For the topic of the Randa Meetings this year it’s planned to focus on tablet/smartphone and touch platforms and make our software fit for them (e.g. touch ui for Kdenlive or Android CI) and work further on already adapted software (e.g. KDE Connect, GCompris or KPhotoAlbum). And e.g. the Visual Design Group of KDE might help to design these new UIs (e.g. a tablet-ui for KRecipes where you can recook all the great dishes of the recent Randa Meetings ;-) or make them better. Or what are your ideas for this topic?

So if you think you should be part of this endeavour and you want to come to Randa this year please go to Doodle and select the start date that fits you best. The dates that can be selected are the possible start dates of the respective Randa Meetings. Just add another 6 days till you need to leave Randa again ;-) .

Oh and please forward this information to potential other participants and people you think should come as well.

Third CI IRC meeting and more

Monday, January 5th, 2015

There was another successful IRC meeting about KDE CI before xmas and you can read about it in the summary. For our third meeting we’d like to do another Doodle to get as many people from as many timezones as possible.

And in general we’re making quite some progress. Most of the work is currently done for a QStandardPaths upstream patch to get our apps running under MacOSX and Windows and there is even more to read about the amazing work our SoK student Scarlett Clark is doing.

Oh and don’t forget to help our new member GCompris to get some new looks.

How to contribute as a non-developer and the KDE-CI meeting date is set

Thursday, November 27th, 2014

First about the upcoming IRC meeting about KDE’s Continuous Integration (CI) system. The Doodle resulted in the 2nd of December us our meeting day. We’ll see you in #kde-devel at 20.00 (8pm) CET (UTC+1). See this notepad about the agenda and Co.
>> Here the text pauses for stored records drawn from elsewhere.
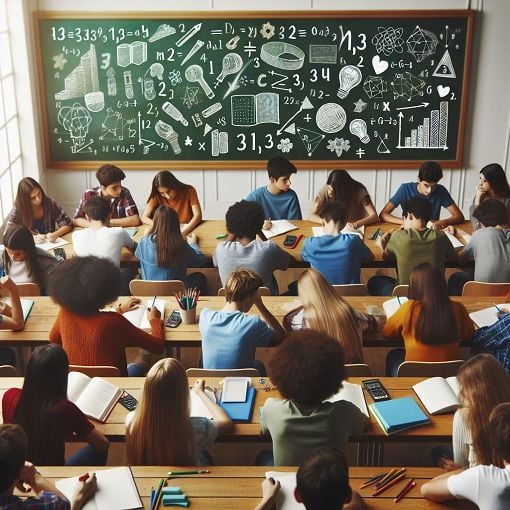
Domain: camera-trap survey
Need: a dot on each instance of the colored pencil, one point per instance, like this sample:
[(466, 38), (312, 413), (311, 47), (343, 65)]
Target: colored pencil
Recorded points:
[(405, 490)]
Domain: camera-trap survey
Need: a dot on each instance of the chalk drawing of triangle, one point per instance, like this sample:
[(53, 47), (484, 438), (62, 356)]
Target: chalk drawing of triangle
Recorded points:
[(445, 62)]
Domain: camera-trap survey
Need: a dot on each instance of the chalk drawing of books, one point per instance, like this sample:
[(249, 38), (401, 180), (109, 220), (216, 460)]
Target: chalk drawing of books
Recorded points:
[(251, 110)]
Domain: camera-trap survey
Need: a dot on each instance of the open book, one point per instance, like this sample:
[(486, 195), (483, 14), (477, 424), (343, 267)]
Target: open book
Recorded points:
[(279, 227), (95, 397), (438, 395), (116, 490), (139, 318), (353, 393), (392, 305), (488, 316)]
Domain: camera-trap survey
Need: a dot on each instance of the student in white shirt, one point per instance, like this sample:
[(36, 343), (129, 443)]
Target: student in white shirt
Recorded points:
[(488, 486)]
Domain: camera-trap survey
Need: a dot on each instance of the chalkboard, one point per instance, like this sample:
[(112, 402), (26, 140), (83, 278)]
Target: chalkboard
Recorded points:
[(232, 89)]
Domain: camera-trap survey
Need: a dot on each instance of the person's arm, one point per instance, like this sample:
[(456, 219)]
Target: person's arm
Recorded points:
[(271, 320), (386, 215), (12, 315), (195, 220), (222, 419)]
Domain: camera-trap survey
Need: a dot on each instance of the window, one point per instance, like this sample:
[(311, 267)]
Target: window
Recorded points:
[(11, 169)]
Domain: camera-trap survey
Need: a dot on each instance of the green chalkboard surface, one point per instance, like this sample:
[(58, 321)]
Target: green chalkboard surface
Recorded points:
[(230, 90)]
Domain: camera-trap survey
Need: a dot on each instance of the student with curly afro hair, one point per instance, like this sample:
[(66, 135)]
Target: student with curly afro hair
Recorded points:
[(308, 367), (242, 249)]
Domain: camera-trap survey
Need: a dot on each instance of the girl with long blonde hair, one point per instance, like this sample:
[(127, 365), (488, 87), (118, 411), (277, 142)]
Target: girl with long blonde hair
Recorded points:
[(326, 311), (160, 431)]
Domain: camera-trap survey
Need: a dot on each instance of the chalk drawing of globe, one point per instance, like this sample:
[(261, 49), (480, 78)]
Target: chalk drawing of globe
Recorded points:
[(330, 118)]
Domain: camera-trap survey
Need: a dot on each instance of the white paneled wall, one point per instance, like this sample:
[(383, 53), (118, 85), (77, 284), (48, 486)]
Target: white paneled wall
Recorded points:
[(487, 136)]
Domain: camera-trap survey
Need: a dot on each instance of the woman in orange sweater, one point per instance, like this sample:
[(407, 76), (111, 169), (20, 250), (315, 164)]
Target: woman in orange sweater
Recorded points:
[(431, 325), (82, 286)]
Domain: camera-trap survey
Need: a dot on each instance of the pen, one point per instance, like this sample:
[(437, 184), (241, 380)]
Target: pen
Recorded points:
[(197, 472), (405, 490)]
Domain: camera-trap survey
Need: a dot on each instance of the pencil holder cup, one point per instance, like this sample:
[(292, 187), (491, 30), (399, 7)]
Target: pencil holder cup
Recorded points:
[(189, 316)]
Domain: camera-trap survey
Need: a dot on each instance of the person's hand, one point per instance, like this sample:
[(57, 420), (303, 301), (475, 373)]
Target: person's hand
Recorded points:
[(83, 491), (131, 304), (192, 238), (153, 313)]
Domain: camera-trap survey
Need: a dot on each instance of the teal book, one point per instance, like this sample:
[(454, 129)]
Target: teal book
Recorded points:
[(241, 411), (398, 414)]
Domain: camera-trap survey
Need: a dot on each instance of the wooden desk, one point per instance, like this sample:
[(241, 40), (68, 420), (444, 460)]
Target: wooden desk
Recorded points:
[(44, 312), (209, 229), (439, 430), (239, 487)]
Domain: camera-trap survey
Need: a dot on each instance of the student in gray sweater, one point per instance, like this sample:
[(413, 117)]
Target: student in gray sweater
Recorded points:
[(489, 247), (242, 250)]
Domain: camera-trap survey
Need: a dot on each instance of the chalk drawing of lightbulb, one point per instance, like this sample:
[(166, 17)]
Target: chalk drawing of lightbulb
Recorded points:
[(349, 77), (358, 127), (75, 119)]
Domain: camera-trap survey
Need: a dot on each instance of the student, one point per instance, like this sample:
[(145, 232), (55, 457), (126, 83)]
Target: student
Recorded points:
[(160, 432), (337, 256), (229, 335), (411, 246), (493, 184), (165, 255), (307, 368), (168, 190), (427, 188), (341, 187), (489, 247), (322, 483), (41, 407), (431, 325), (124, 212), (23, 261), (82, 286), (17, 473), (326, 311), (44, 217), (99, 239), (278, 201), (11, 317), (487, 486), (244, 221)]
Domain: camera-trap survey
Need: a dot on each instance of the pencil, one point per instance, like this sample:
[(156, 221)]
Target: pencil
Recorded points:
[(405, 490)]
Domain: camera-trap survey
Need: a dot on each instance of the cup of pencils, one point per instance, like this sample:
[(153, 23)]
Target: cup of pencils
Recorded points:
[(187, 301)]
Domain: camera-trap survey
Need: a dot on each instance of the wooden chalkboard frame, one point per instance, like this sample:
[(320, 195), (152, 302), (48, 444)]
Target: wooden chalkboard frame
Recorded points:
[(254, 164)]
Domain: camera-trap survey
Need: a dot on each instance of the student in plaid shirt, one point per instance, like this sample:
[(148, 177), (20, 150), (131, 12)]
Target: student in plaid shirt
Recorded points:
[(15, 472), (124, 212)]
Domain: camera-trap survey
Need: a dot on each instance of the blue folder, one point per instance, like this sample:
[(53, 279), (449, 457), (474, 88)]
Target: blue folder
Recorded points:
[(240, 411)]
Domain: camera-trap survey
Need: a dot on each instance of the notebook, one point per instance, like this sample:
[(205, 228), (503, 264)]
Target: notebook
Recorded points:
[(438, 395), (398, 414), (116, 490), (241, 411)]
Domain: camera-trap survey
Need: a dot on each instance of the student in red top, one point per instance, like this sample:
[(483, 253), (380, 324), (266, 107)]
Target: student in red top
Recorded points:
[(168, 190), (41, 408), (83, 286)]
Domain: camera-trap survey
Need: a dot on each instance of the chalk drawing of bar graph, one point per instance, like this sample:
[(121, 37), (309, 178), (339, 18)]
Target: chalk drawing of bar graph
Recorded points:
[(432, 133)]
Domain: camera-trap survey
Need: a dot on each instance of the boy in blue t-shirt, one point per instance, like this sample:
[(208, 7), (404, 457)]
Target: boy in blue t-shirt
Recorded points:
[(337, 256), (278, 201), (230, 336), (428, 188)]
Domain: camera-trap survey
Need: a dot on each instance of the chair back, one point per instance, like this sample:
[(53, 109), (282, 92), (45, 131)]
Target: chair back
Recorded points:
[(351, 289), (429, 368), (230, 372), (155, 287), (7, 371), (400, 291), (263, 291), (358, 370), (482, 289), (96, 370)]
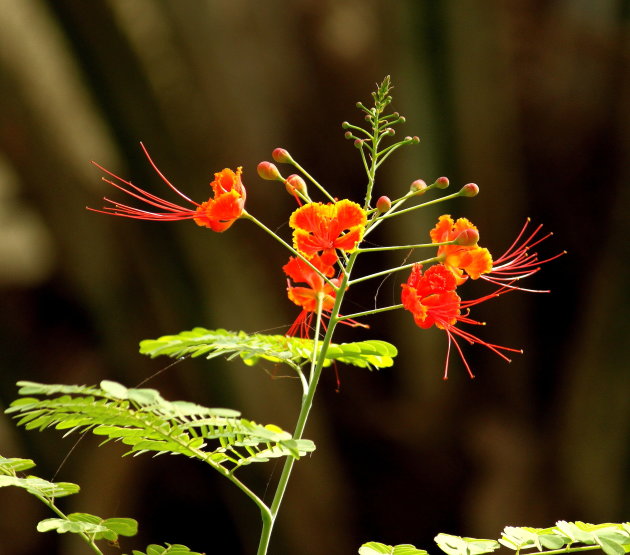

And now about the way you can contribute to KDE even though you can’t program:

  • Do you like to write thrilling articles about KDE and its software?
  • Do you like to interview people?
  • Are you an English native speaker and spot writing errors on first sight?
  • Would you like to take care of regular and repetitive jobs like e.g. the beta release announcements?
  • Do you know something about promo work and marketing?